In second quarter 2017, comparable earnings also excluded:
a $265 million net after-tax gain related to the monetization of our U.S. Northeast power business which included a $441 million after-tax gain on the sale of TC Hydro and an additional loss of $176 million after tax on the sale of the thermal and wind package
an after-tax charge of $15 million for integration-related costs associated with the acquisition of Columbia
an after-tax charge of $4 million related to the maintenance of Keystone XL assets which were being expensed pending further advancement of the project.



TRANSCANADA [51
SECOND QUARTER 2018

In first quarter 2017, comparable earnings also excluded:
a charge of $24 million after tax for integration-related costs associated with the acquisition of Columbia
a charge of $10 million after tax for costs related to the monetization of our U.S. Northeast power generation business
a charge of $7 million after tax related to the maintenance of Keystone XL assets which were being expensed pending further advancement of the project
a $7 million income tax recovery related to the realized loss on a third-party sale of Keystone XL project assets. A provision for the expected pre-tax loss on these assets was included in our 2015 impairment charge but the related income tax recoveries could not be recorded until realized.
In fourth quarter 2016, comparable earnings also excluded:
an $870 million after-tax charge related to the loss on U.S. Northeast power assets held for sale which included an $863 million after-tax loss on the thermal and wind package held for sale and $7 million of after-tax costs related to the monetization
an additional $68 million after-tax loss on the transfer of environmental credits to the Balancing Pool upon final settlement of the Alberta PPA terminations
an after-tax charge of $67 million for costs associated with the acquisition of Columbia which included a $44 million deferred tax adjustment upon acquisition and $23 million of retention, severance and integration costs
an after-tax charge of $18 million related to Keystone XL costs for the maintenance and liquidation of project assets which were being expensed pending further advancement of the project
an after-tax restructuring charge of $6 million for additional expected future losses under lease commitments. These charges formed part of a restructuring initiative, which commenced in 2015, to maximize the effectiveness and efficiency of our existing operations and reduce overall costs.

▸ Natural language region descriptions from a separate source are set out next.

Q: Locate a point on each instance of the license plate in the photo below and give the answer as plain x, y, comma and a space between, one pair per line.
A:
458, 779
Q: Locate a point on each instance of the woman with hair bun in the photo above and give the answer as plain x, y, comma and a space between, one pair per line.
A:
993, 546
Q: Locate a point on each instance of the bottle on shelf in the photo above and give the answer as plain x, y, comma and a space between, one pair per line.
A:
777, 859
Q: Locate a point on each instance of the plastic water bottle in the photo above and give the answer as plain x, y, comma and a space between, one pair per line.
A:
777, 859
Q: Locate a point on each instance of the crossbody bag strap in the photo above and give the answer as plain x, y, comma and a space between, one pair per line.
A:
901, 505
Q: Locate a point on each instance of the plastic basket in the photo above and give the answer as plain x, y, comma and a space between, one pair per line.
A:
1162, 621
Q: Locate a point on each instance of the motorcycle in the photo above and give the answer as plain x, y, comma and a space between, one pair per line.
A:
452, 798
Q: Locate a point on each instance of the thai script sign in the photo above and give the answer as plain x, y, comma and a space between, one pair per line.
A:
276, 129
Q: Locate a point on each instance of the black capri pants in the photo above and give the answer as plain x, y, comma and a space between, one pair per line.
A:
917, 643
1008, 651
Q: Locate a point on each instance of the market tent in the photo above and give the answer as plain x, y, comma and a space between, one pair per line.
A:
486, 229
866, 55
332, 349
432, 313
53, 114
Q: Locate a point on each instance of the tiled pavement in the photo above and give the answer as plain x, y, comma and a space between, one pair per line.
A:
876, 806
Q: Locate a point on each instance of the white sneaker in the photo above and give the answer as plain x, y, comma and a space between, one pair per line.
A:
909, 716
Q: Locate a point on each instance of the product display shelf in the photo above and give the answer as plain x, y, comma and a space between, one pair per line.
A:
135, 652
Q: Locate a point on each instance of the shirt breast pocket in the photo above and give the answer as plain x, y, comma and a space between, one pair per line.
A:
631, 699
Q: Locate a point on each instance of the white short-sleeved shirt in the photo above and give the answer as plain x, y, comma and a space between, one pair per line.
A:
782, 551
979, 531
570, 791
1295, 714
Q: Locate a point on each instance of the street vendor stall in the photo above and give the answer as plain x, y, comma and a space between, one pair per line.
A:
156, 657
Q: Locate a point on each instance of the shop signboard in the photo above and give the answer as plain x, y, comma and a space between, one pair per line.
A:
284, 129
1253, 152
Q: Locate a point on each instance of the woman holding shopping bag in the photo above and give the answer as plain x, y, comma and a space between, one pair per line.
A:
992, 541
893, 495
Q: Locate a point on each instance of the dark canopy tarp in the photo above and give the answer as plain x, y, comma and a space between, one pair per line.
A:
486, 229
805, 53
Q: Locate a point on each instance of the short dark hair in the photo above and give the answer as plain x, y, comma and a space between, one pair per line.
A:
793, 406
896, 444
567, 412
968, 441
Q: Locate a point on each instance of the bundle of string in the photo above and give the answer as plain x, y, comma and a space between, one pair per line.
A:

In third quarter 2016, comparable earnings also excluded:
a $656 million after-tax impairment on the Ravenswood goodwill. As a result of information received during the process to monetize our U.S. Northeast power business in third quarter 2016, it was determined that the fair value of Ravenswood no longer exceeded its carrying value
costs associated with the acquisition of Columbia including a charge of $67 million after tax primarily relating to retention, severance and integration expenses
$28 million of income tax recoveries related to the realized loss on a third-party sale of Keystone XL plant and equipment. A provision for the expected loss on these assets was included in our fourth quarter 2015 impairment charge but the related tax recoveries could not be recorded until realized
a charge of $9 million after tax related to Keystone XL costs for the maintenance and liquidation of project assets which were being expensed pending further advancement of the project
a $3 million after-tax charge related to the monetization of our U.S. Northeast power business.